Правление Птолемеев и Селевкидов

Поделись знанием:
Перейти к: навигация, поиск
 История Израиля

Земля обетованная

Колена Израилевы

Исход

Завоевание Ханаана

Эпоха Судей


История древнего Израиля и Иудеи

Израильское царство

Иудейское царство

Вавилонский плен

Эпоха Второго Храма


Античный период

Правление Птолемеев и Селевкидов

Хасмонейское царство

Царство Ирода I


История Палестины

Иудея под властью Рима

Византийская провинция

Арабский период

Иерусалимское королевство

Правление мамлюков

Палестина в Османской империи

Британский мандат в Палестине


Современный Израиль

Сионизм

Создание Государства Израиль


Также

История еврейского народа


Портал «Израиль»

Правление Птолемеев и Селевкидов Палестиной — период в истории Палестины в 320—142 годах до н. э.





Птолемеи

Египетский царь Πтолемей Ι подчинил себе Иудею, хотя по смерти Александра Македонского Келесирия и Иудея достались Лаомедону. В 320 году до н. э. Птолемей Ι появился у стен Иерусалима и, утверждая, будто желает принести жертву, воспользовался субботним днем, чтобы овладеть городом. Факт этот Флавий приводит со слов греческого автора Агатархида Книдского. В связи с этим о Πтолемее известно, что он захватил много пленников, которые и были проданы им в рабство. С другой стороны, доверяя евреям и их клятвам, он поручил им сильные крепости. Флавий передает, что ввиду благосклонного отношения Птолемея много евреев переселилось в Египет. Абсолютного доверия данные Флавия не заслуживают, так как селиться в Александрии евреи стали еще при Александре, а военные их доблести он, может быть, несколько преувеличивает в целях апологии. По сведениям Аристея, около 30 тыс. евреев было размещено гарнизонами по крепостям Египта. Нечто подобное действительно имело место позже, и о «лагере евреев», как и об их подвигах, говорят многие ясные указания. Историческим фактом является и организация евреев Египта, как и всей страны Птолемея I. Едва ли можно сомневаться в том, что евреи получили те же права, что и македоняне. По приказу Птолемея Ι были срыты укрепления Иерусалима, Акры, Яффы, Газы и Самарии. Египту трудно было удержать за собою Палестину, естественно тяготевшую к Сирии, хотя Птолемеи никогда не отказывались от своих притязаний на Газу, Яффу и Иерусалим, вот почему и происходили вечные войны между Селевкидами и Птолемеями.
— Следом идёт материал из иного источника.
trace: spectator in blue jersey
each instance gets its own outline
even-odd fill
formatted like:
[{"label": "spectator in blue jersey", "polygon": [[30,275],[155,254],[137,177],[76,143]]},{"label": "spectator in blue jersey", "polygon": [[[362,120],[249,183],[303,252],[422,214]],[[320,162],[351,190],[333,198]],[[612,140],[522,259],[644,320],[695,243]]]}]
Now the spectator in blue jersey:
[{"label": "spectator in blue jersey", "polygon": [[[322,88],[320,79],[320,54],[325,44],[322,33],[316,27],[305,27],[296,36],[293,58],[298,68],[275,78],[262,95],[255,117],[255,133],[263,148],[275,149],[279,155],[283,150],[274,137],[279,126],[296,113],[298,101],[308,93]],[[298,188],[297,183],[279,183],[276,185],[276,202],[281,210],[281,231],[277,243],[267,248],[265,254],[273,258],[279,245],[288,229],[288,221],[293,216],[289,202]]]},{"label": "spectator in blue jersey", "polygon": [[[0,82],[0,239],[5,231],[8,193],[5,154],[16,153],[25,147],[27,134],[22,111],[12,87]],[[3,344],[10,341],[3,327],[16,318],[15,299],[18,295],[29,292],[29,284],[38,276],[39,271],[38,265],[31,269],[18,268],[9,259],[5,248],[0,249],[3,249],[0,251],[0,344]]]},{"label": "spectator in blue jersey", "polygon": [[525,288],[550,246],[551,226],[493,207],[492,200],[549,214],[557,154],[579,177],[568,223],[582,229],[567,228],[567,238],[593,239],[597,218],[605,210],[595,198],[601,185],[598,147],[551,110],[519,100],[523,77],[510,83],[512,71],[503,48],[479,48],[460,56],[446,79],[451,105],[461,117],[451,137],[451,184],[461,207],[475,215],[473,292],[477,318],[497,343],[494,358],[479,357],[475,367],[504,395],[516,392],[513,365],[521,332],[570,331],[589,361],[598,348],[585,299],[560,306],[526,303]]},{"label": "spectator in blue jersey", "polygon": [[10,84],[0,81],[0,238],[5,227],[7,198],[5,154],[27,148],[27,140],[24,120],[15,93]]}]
Птолемей II Филадельф, продолжая борьбу за Келесирию и Палестину, он окончательно овладел ими в 274 году до н. э. Как и другие диадохи, он любил основывать новые города; в Палестине он основал Филадельфию, Филотерию и Птолемаиду. Чтобы положить конец войнам с Сирией, он выдал замуж свою сестру за Антиоха II, но смерть царицы дала только повод возобновить военные действия. Согласно Аристею, перевод 70 толковников относится ко временам Птолемеев. Конечно, принимая во внимание, что к словам Аристея необходимо относиться с величайшею осторожностью, можно было бы и в данном случае усомниться, если бы нам не были известны и другие литературные попытки этого царя.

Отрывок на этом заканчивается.